Auch die Bewegung der 68er hatte ihre teils ungewollten teils gewollten Vor- und Mitdenker. Adorno und Horkheimer, Habermas, Reich, Mitscherlich und Marcuse waren oft wirksamer in der Zerstörung der bürgerlichen Gesellschaft als die schießwütigen Terroristen. Die westliche Welt war damals nicht halb so revolutionär wie die Theorien der in Regenbogenfarben gefassten Meisterdenker. Nun kann man über den Nutzen ihrer Schriften unterschiedlicher Meinung sein. Aber allein die Tatsache, dass eine nichtrevolutionäre Situation eine revolutionäre Literatur von beträchtlichem Umfang hervorgebracht hat, belegt die Bedeutung des Denkens von 1768 bis 1968.

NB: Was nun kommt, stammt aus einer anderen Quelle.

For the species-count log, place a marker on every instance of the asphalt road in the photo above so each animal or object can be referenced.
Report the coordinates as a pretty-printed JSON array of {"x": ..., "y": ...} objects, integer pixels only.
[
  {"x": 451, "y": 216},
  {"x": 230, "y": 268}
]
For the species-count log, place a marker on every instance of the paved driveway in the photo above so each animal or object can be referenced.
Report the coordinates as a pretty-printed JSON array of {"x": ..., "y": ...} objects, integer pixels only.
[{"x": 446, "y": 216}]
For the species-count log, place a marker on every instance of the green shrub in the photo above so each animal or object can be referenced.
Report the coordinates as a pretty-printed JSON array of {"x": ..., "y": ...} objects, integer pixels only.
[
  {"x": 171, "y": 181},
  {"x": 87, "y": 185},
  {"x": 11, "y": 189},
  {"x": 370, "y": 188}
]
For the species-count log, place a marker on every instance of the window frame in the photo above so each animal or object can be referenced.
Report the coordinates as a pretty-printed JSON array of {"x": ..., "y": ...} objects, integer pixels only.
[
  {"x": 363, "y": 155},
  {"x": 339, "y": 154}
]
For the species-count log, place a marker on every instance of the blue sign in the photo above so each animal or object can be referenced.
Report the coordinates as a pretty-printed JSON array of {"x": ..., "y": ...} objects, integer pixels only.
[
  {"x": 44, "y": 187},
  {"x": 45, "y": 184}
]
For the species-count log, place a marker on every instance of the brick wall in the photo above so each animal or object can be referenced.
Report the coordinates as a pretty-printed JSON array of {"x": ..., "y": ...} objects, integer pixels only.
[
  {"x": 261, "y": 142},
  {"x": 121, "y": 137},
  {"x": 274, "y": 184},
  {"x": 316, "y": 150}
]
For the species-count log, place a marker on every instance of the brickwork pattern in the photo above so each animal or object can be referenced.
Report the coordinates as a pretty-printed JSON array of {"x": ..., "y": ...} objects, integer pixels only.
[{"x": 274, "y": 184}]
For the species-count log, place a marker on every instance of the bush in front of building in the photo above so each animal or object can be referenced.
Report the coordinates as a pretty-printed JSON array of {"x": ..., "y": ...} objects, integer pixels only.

Wie anders heute! Dass die Bundesrepublik eine ihrer schwersten Krisen durchmacht, ist nicht nur die Erfindung von Hundt, Sinn und Miegel. Auch weniger katastrophisch veranlagte Beobachter räumen ein, dass die Schwierigkeiten von damals harmlos waren gegenüber der Globalisierungs- wie der Demographiekrise von heute. Doch merkwürdig: Während Vietnamkrieg, Ölkrise und der schon 20 Jahre zuvor besiegte Nationalsozialismus intellektuelle Höchstleistungen produzierten, bleibt das Feld, auf dem fünf Millionen Arbeitslose gedeihen, analytisch unfruchtbar. Keine revolutionäre Theorie macht ihnen Mut, keine gesellschaftspolitische Alternative beunruhigt den neoliberalen Mainstream. Fast widerstandslos hat sich eine Sichtweise durchgesetzt, die allein im Sparen und Lohnsenken das Heil des deformierten Arbeitsmarktes sieht.

Was geschehen muss, mag im Detail zwischen FDP, CDU und SPD schwanken, die Richtung ist nirgends umstritten, allenfalls die Stärke der Zumutungen. Zwar legen die Gewerkschaften Einspruch ein, doch fast niemand hört zu. Während in den 70er Jahren fast jede noch so krude Theorie auf Millionen Leser, Verstärker und viele gläubige Adepten zählen konnte, ist die gesellschaftliche Krise heute ein reines Problem der Angebotstheorie. Es ist, als ob Marx und das revolutionäre Pathos so wenig existierten wie Lord Keynes und die sozialstaatliche Verheißung. Wirtschaftstheorie ist gefragt, aber nur eine, die den Deutschen mehr Arbeit und weniger Lohn verheißt. Es scheint, als ob der ideologiewidrige Zusammenbruch des real existierenden Sozialismus die Analyse- und Utopiekraft einer ganzen Generation erschöpft hat. Und das ist wohl auch der tiefere Grund der intellektuellen Misere.

Wer sich in der Einschätzung des Ganges der Geschichte so verschätzt hat wie die antikapitalistische Linke der alten Bundesrepublik, hat seinen Anspruch auf die Deutungshoheit des Geschehens verwirkt. Wie die Konservativen sich nie von ihrer Nähe zum Nationalsozialismus in der Weimarer Republik erholt haben, so hat das Irren der falschen Revolutionäre dem Neoliberalismus einen billigen Sieg beschert. Und so, wie im Machbarkeitswahn des Wiederaufbaus nach dem Kriege sich das Gleichgewicht von rechts nach links verschob, hat die Republik nun eine neoliberale Schlagseite. Doch dies ist nicht Schuld der vielen Nachbeter einer unanfechtbaren Wahrheit, sondern späte Folge des Versagens der Linken.

Die intellektuelle Debatte in der Bundesrepublik ist auch deshalb so armselig, weil Schuldeingeständnis und Aufarbeitung – anders als in den 60er Jahren des vorigen Jahrhunderts – unterblieben sind. Die späte Anerkennung der Tatsache, dass die Zerstörung Dresdens ein Verbrechen und die Vertreibung der Deutschen aus den Ostgebieten eine humanitäre Katastrophe waren, mag ein Anfang sein, er reicht aber offenbar nicht aus, der vermeintlichen Unabänderlichkeit des Marktgeschehens ein glaubwürdiges Halt von links entgegenzuschleudern.

Der Autor war Staatssekretär und ist Publizist.